Why does it matter? 

Alerts require manual triage and investigations, and as a rule of thumb, resolving all of them is beyond the capacity of the SecOps team. An ITDR that’s capable of using its detection signals to trigger MFA and block access can provide automated real-time protection and block malicious activity rather than just alerting its presence.  

Evaluation criteria #5: Seamless integration with the security stack 

While ITDR owns the identity aspect of cyber attacks, this only a part – albeit a significant one – of the whole threat protection story. To offer comprehensive protection, an ITDR solution should be able to exchange data and risk signals with the other key components of the security stack. For example, the EDR/XDR should be able to provide the ITDR with data on suspicious processes and files, and the firewall or ZTNA on open ports and traffic origin/destination. Also, the ITDR should be able to share data with the SIEM solution to add identity security signals to the full context of network and file activity, as well as take place in automated SOAR workflows. 

Why does it matter? 

Increases accuracy 

Every security solution has a type of activity it can monitor and analyze and others that it’s blind to. For example, in the same way endpoint protection solutions are blind to the authentication process, the ITDR is blind to running processes and executing files. Intersecting the two perspectives increases accuracy and efficiency.  

Better operability 

SecOps teams employ a multitude of security tools. However, there’s usually a component – SIEM or XDR – that operates as the main interface from which alerts are managed. The ITDR must be able to seamlessly fit into the workflows of this interface to deliver its security value.  
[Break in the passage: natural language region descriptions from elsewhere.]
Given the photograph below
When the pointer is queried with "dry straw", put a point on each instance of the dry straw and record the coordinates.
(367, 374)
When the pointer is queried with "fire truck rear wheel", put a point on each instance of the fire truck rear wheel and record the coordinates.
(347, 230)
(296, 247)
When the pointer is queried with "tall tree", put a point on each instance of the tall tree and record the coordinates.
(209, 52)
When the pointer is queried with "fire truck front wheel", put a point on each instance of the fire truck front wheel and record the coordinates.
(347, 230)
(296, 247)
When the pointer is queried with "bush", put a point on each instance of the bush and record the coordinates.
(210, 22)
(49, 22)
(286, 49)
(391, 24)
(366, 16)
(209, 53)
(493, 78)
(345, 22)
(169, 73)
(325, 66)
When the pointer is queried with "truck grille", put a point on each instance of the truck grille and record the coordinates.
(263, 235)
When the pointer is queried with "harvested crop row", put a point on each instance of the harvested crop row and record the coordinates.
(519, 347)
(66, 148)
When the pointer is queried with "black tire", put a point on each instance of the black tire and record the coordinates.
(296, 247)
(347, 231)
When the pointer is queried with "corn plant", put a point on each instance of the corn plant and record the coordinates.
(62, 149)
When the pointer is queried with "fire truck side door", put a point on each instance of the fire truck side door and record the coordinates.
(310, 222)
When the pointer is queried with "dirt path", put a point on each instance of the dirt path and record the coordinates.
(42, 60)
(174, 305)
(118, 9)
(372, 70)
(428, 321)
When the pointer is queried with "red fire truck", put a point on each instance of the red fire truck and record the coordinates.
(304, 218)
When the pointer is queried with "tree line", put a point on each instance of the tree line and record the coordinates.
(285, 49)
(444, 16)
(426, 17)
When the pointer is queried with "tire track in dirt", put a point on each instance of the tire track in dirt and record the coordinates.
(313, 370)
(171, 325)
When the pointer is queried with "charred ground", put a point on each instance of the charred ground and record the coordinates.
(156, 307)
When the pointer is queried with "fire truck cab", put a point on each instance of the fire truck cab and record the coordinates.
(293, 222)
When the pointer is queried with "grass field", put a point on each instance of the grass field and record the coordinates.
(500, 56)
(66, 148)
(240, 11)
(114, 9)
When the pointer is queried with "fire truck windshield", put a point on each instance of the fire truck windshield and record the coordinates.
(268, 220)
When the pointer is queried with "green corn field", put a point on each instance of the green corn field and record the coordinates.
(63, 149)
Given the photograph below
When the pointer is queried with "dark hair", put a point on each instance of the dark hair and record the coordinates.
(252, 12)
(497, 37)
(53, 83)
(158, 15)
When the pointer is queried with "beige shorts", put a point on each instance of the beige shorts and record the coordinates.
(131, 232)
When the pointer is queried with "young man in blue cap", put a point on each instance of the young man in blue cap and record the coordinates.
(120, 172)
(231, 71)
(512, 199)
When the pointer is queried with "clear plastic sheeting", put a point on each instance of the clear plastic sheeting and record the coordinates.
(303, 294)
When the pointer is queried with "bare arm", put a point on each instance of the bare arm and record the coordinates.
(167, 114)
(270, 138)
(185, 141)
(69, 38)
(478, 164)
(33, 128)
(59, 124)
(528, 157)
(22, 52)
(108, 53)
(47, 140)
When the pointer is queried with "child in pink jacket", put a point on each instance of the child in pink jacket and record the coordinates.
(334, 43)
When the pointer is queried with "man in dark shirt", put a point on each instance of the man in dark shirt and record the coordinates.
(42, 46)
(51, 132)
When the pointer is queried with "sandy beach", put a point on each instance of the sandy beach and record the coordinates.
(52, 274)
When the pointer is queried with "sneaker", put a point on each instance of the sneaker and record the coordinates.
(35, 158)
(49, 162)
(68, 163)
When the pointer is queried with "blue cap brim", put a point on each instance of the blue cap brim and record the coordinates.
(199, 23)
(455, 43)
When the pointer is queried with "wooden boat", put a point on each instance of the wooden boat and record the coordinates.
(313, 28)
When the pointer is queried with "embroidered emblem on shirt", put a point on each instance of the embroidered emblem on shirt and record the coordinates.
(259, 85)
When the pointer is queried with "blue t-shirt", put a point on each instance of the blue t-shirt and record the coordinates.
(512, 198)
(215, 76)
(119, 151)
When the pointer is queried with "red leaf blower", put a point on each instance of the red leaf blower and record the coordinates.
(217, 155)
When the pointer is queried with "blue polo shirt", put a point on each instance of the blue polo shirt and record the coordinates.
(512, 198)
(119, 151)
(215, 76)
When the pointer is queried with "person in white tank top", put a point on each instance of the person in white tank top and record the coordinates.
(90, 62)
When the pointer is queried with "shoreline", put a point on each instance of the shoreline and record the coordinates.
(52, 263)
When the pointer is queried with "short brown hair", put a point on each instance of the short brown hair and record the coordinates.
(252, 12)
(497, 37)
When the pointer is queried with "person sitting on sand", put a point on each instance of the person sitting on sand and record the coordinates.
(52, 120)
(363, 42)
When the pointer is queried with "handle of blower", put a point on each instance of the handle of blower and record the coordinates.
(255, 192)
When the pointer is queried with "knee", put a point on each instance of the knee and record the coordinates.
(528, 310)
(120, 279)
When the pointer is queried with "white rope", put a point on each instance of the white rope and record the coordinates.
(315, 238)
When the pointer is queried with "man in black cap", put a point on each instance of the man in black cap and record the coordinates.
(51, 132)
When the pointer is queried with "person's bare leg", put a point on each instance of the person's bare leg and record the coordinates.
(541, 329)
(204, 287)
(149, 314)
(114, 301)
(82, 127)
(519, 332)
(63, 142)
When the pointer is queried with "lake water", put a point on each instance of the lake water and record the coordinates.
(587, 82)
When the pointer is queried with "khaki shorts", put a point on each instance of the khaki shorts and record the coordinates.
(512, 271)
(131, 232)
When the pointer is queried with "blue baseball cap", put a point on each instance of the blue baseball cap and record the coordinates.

ITDR is a key factor in reducing the probability and impact of identity threats   

The purpose of ITDR is to reduce the probability and impact of a successful identity-related attack. The criteria discussed in this article are singled out based on their contribution to this cause.  

Have you already shortlisted some ITDR solutions? Use these criteria to ask the hard questions. The answers will let you know if the solution you’re looking at can reduce your identity risk and provide the resilience you’re looking for.